Among the examples, we describe the details of two examples: the COEX indoor positioning and navigation system deployed at the COEX mall in 2014, and an indoor/outdoor integrated campus navigation system deployed at KAIST in 2015. The KAIST campus, Daejeon, Korea, accommodates around 40 four-, five-, and ten-story buildings in an area of 1 km2 (see Fig. 14.10a). In contrast, the COEX area comprises Asia’s largest underground shopping mall area, three five-star hotels, one 55-story and one 41-story premier office tower, a big department store, a subway station, a city airport terminal, and other buildings (see Fig. 14.10b).

Fig. 14.10
figure 10

The bird’s eye view on KAIST, Daejeon, and the COEX, Seoul. (a) KAIST Campus, Daejeon. (b) COEX mall, Seoul

In both cases, a walking survey was used for the collection of fingerprints. It took 5 days for five collectors to collect the fingerprints at the COEX, and 4 days for five collectors at KAIST. The accuracy differed depending on the conditions of the Wi-Fi signal environments. The areas with many strong AP signals usually showed a good accuracy. At the COEX, the accuracy on the first floor with a big open space was worse than that on the B1 floor. This result is similar to that obtained in 2010. The PMC was used to collect fingerprints at that time. Note that only one or two fingerprints were collected at each location by the walking survey, whereas approximately 20 fingerprints were collected by the PMC. On the B1 floor of the COEX (304 × 652 m in size), an accuracy of approximately 3–8 m was achieved by the walking survey. A similar accuracy was achieved by the PMC in 2010. A more detailed description on the PMC can be found in [23].

The man-month (MM) estimation to deploy an indoor positioning system in a building can be reduced to a tenth by using KAILOS. Approximately 20 MM were required for the development of the COEX indoor positioning and navigation system in 2010, whereas only 2 MM were required in 2014. Indoor map drawing, POI registration, modeling of road networks, survey planning, and fingerprint collection activities have been included in the MM estimation. Approximately 3 MM were required for deploying an indoor positioning system at the KAIST campus. The COEX and KAIST examples confirmed the benefits of using KAILOS for maintaining accuracy and reducing the time and effort needed to deploy indoor positioning systems.

6 Conclusion

Wi-Fi zones are still expanding, and the density of Wi-Fi signals is ever increasing globally. Despite the hurdles in implementing GIPS utilizing Wi-Fi signals, the Wi-Fi signals will be mainly used for the GIPS because of already-available Wi-Fi infrastructures.

This study presents the essential methods and tools to develop a GIPS by using Wi-Fi signals. An unsupervised learning-based fingerprint labeling technique was developed to construct radio maps by using crowdsourced fingerprints. It allows us to build the radio maps for most of the buildings in cities and villages at a very low cost. The practical probabilistic positioning algorithm turned out to be applicable for crowdsourced radio maps because it showed relatively good performance on the radio maps with randomly and sparsely collected fingerprints. Finally, the idea of mapping radio maps into positioning algorithms for positioning systems will allow the GIPS to accommodate new positioning algorithms.

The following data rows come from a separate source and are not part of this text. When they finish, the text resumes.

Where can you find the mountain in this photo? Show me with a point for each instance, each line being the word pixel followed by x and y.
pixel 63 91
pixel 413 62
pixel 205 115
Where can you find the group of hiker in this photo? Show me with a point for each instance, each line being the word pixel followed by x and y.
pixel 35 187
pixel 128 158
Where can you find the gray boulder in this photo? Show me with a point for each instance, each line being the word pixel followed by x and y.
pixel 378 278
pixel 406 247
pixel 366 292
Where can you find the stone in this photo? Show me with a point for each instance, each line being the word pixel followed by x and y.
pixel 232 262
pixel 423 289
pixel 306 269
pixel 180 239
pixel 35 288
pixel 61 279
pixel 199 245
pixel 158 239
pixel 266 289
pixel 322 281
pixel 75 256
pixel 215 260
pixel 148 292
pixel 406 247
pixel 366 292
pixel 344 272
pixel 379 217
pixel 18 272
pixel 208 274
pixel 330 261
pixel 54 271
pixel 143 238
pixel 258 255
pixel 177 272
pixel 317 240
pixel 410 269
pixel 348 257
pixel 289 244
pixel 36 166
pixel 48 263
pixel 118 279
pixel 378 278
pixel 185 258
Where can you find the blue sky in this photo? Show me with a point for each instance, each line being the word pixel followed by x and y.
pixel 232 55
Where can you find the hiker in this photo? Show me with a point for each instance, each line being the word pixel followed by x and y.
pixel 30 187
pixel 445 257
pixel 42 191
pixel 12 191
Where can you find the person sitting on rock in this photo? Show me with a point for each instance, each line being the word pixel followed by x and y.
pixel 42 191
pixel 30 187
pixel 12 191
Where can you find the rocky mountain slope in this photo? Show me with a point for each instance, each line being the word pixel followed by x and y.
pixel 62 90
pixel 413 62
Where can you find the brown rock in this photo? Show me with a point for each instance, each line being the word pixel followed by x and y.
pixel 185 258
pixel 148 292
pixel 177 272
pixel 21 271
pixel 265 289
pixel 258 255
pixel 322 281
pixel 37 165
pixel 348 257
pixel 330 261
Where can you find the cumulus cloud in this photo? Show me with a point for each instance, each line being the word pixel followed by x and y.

However the techniques are applicable only for buildings whose indoor maps are available. Since the indoor maps of most of the building are currently unavailable, it will take some time until we have a complete GIPS. If the radio maps can be constructed for the buildings without indoor maps, we can shorten the time to realize the GIPS. Now, we are planning to develop the crowdsourcing radio map construction techniques for the buildings without indoor maps.